L'Irlande n'exclut pas d'avoir recours au fonds de sauvetage de l'UE
L'Irlande n'a pas exclu dimanche (14 novembre) la possibilité de se tourner vers l'Europe pour recevoir de l'aide afin de lutter contre sa crise de la dette, ce qui ferait de ce pays le deuxième dans la zone euro à être "sauvé" après la Grèce.
L'Irlande n'a pas exclu dimanche (14 novembre) la possibilité de se tourner vers l'Europe pour recevoir de l'aide afin de lutter contre sa crise de la dette, ce qui ferait de ce pays le deuxième dans la zone euro à être "sauvé" après la Grèce.
"C'est au jour le jour", a déclaré lors de l'émission "The Week in Politics" de la chaîne nationale RTE le ministre de la justice Dermot Ahern lorsqu'on lui a demandé s'il mettrait sa réputation en jeu et affirmerait que Dublin ne demanderait pas d'aide.
Dans une déclaration électronique, un porte-parole du département des finances a déclaré que des contacts avaient été pris avec des collègues étrangers "à la lumière des conditions actuelles du marché", mais il a répété qu'aucune demande d'assistance n'avait encore été formulée.
Des sources à l'UE ont dit ces deux derniers jours que des discussions sur un éventuel sauvetage étaient lancées et que l'Irlande, avec les coûts de l'emprunt grimpant en flèche, ne s'en sortirait probablement pas sans aide.
L'Union européenne souhaiterait que l'Irlande accepte de l'aide, disent certaines sources, afin d'éviter un scénario similaire à la Grèce où les problèmes budgétaires d'un pays ont plongé toute la zone euro dans la crise.
M. Ahern a affirmé que l'Irlande n'était pas en train de mener des discussions sur une éventuelle aide.

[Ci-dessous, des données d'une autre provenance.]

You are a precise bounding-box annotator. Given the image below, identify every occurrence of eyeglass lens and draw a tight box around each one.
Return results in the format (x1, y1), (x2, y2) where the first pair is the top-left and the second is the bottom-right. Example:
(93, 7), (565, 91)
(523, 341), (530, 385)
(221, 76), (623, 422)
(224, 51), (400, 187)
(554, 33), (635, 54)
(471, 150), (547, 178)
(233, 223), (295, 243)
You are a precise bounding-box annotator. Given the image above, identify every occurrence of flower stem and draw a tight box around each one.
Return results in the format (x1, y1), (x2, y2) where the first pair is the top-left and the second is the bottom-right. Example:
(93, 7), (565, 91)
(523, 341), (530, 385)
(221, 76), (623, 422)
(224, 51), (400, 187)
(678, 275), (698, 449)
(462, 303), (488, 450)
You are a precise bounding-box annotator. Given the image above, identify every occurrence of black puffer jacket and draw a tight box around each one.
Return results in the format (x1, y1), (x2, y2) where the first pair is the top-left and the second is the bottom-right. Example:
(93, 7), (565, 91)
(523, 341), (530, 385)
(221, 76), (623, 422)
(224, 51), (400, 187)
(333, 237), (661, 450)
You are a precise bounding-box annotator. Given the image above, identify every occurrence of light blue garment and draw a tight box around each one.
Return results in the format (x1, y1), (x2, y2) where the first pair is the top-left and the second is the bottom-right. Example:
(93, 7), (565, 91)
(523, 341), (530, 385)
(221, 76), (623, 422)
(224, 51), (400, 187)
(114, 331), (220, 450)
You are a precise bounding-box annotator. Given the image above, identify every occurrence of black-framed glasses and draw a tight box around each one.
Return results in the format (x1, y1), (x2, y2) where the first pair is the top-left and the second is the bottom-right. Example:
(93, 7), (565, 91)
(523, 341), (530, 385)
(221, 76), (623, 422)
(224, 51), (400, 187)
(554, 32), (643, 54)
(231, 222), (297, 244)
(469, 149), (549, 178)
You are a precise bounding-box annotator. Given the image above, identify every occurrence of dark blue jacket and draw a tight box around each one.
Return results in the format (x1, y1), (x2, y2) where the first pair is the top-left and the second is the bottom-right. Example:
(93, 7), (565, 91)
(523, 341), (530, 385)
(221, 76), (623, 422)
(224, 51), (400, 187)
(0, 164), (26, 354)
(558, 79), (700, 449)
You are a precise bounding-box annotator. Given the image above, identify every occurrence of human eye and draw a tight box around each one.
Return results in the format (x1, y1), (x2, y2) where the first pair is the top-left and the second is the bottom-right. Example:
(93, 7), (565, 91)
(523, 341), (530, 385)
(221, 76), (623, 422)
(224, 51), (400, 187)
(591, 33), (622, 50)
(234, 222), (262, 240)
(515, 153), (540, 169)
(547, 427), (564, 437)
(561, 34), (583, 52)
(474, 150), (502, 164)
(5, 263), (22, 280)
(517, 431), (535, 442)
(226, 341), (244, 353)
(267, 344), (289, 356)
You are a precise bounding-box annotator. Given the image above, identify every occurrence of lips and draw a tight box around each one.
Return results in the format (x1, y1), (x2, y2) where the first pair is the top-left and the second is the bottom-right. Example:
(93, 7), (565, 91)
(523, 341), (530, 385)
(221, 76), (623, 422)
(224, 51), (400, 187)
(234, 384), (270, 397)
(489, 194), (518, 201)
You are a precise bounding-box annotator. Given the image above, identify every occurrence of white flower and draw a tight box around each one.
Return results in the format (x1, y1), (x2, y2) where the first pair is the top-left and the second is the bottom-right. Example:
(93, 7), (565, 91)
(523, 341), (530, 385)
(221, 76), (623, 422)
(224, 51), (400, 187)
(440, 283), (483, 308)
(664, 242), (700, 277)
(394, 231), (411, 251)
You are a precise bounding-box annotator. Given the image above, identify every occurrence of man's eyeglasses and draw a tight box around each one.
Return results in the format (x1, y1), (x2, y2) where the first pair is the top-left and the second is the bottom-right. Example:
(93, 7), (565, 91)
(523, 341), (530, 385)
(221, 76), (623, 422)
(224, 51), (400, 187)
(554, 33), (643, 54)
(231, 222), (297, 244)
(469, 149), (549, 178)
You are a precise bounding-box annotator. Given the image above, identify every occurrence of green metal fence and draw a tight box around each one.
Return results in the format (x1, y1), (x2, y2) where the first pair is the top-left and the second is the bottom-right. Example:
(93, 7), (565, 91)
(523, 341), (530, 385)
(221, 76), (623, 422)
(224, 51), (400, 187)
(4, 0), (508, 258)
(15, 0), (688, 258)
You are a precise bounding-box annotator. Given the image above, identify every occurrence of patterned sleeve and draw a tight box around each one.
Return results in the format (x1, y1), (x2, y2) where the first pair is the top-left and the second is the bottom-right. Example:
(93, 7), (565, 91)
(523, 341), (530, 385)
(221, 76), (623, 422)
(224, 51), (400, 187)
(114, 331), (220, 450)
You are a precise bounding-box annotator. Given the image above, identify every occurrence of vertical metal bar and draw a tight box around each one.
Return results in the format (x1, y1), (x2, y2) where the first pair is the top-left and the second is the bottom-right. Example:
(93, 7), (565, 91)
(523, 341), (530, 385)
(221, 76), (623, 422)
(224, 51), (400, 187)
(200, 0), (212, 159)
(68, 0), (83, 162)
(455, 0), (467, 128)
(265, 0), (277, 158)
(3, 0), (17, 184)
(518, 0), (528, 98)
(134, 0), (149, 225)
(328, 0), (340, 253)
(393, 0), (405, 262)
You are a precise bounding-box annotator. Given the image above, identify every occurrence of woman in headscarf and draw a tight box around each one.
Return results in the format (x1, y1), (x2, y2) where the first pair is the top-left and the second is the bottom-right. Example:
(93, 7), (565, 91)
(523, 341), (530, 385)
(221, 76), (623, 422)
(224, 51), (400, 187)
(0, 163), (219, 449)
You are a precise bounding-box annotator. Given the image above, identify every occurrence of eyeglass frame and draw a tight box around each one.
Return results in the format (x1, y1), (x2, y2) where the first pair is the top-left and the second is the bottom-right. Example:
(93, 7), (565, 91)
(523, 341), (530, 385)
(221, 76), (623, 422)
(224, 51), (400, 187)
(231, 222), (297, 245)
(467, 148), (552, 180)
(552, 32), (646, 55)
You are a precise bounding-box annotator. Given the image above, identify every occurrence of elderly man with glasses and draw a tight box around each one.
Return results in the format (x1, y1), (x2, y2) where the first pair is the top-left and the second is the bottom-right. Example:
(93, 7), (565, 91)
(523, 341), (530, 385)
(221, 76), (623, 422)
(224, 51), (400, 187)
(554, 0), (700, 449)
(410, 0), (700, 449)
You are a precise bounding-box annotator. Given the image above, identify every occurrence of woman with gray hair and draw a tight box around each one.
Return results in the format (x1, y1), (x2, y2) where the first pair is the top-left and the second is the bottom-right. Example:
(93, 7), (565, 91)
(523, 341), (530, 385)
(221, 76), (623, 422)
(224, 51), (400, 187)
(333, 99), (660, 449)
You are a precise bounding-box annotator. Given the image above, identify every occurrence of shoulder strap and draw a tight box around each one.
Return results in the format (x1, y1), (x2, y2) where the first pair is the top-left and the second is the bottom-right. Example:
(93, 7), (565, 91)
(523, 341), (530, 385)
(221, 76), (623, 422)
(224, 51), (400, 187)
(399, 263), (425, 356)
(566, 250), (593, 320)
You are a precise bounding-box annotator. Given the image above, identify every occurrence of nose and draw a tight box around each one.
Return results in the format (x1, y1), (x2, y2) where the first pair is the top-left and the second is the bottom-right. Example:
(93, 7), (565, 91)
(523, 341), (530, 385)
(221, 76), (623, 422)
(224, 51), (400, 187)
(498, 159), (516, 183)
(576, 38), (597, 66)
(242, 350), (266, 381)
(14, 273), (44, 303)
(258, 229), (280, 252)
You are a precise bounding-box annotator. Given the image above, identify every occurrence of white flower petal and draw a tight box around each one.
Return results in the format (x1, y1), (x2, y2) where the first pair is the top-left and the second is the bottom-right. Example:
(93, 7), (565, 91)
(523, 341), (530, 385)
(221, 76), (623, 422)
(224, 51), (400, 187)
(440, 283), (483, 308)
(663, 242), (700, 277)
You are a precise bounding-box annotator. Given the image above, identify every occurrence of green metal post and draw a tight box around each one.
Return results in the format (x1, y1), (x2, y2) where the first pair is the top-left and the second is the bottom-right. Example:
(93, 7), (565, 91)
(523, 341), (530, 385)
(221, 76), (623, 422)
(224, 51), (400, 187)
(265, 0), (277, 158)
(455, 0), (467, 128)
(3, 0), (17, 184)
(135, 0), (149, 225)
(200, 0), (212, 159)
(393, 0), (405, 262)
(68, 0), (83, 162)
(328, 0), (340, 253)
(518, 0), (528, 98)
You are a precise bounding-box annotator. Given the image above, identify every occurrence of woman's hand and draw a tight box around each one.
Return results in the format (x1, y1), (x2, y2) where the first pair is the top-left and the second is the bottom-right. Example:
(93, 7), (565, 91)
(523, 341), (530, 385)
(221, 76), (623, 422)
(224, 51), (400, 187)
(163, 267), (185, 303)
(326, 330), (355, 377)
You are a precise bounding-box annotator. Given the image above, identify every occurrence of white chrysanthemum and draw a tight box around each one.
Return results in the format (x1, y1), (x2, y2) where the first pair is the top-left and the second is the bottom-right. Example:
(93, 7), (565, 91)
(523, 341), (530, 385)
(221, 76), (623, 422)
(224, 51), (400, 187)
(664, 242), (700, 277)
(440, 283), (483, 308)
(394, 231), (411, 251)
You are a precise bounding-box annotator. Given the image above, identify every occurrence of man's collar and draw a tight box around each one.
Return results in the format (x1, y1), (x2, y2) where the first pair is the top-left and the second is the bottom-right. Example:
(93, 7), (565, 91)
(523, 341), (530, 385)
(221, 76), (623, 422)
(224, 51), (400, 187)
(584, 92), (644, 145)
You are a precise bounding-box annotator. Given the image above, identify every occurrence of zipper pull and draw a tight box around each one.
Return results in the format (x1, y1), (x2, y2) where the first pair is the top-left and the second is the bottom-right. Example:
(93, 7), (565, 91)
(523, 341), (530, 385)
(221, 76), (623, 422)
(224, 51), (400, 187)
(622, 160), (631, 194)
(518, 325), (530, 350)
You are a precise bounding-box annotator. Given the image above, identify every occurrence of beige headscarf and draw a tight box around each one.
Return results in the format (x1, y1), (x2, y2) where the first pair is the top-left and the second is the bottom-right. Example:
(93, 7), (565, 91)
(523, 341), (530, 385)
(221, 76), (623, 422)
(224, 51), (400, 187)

"Aucune négociation n'est en cours. Si c'était le cas, le gouvernement serait au courant et nous ne le sommes pas", a-t-il dit à la RTE, ajoutant qu'il avait parlé au premier ministre Brian Cowen dimanche et au ministre des finances Brian Lenihan.
L'Irlande serait le deuxième pays de la zone euro après la Grèce à recevoir une aide internationale, mais, plus tôt, un autre membre du cabinet a déclaré que l'Irlande n'était pas comme la Grèce dans la mesure où elle était financée jusqu'à mi-2011 et qu'elle n'avait donc pas besoin d'aide.
"Nous pensons réellement que nous parviendrons à gérer cette économie", a dit le ministre de l'entreprise, du commerce et de l'innovation, Batt O'Keeffe. "Ce pays s'est battu pour sa souveraineté et il n'est pas prêt de la céder à qui que ce soit".
Il a ajouté que le Fonds monétaire international avait déclaré qu'il pensait que l'Irlande pourrait s'en sortir seule.
L'Allemagne ne fait pas pression
L'Allemagne, le trésorier en chef de l'UE, a dit qu'elle n'exerçait pas de pression sur l'Irlande pour qu'elle accepte de l'aide.
Des sources à l'UE ont dit que l'aide dont il était question serait de l'ordre de 45-90 milliards d'euros. Cela dépendra du besoin des banques endettées par la crise financière et un effondrement du marché immobilier.
Cette aide, si elle se révèle nécessaire, pourrait provenir du mécanisme de sauvetage initial de l'UE ou des 440 milliards d'euros du Fonds européen de stabilité financière (FESF) établi après que la Grèce a demandé de l'aide en mai.
Une source a expliqué que Dublin ne souhaitait pas utiliser de fonds d'urgence mais qu'elle n'aurait peut-être pas le choix si ses marchés financiers étaient à nouveau attaqués.
L'Irlande a accusé l'Allemagne d'aggraver ses problèmes en faisant pression pour une réduction de la valeur des actifs ou pour une décote des obligataires privés, dans un mécanisme de sauvetage à partir de 2013. Ce mouvement a agrandi les écarts entre les obligations des pays de la zone euro.
La chancelière allemande, Angela Merkel, a déclaré la semaine dernière lors du sommet du G20 que les marchés devaient comprendre que les politiciens ne pouvaient pas continuer à demander aux contribuables de payer pour les pertes contractées par les investisseurs lorsque les marchés se retournent contre eux.
Les coûts de l'emprunt en Irlande ont atteint des records la semaine dernière suite à des inquiétudes liées à un déficit qui serait de 32 % du PIB cette année et au fait que les obligataires privés pourraient être forcés de "décoter" leurs avoirs.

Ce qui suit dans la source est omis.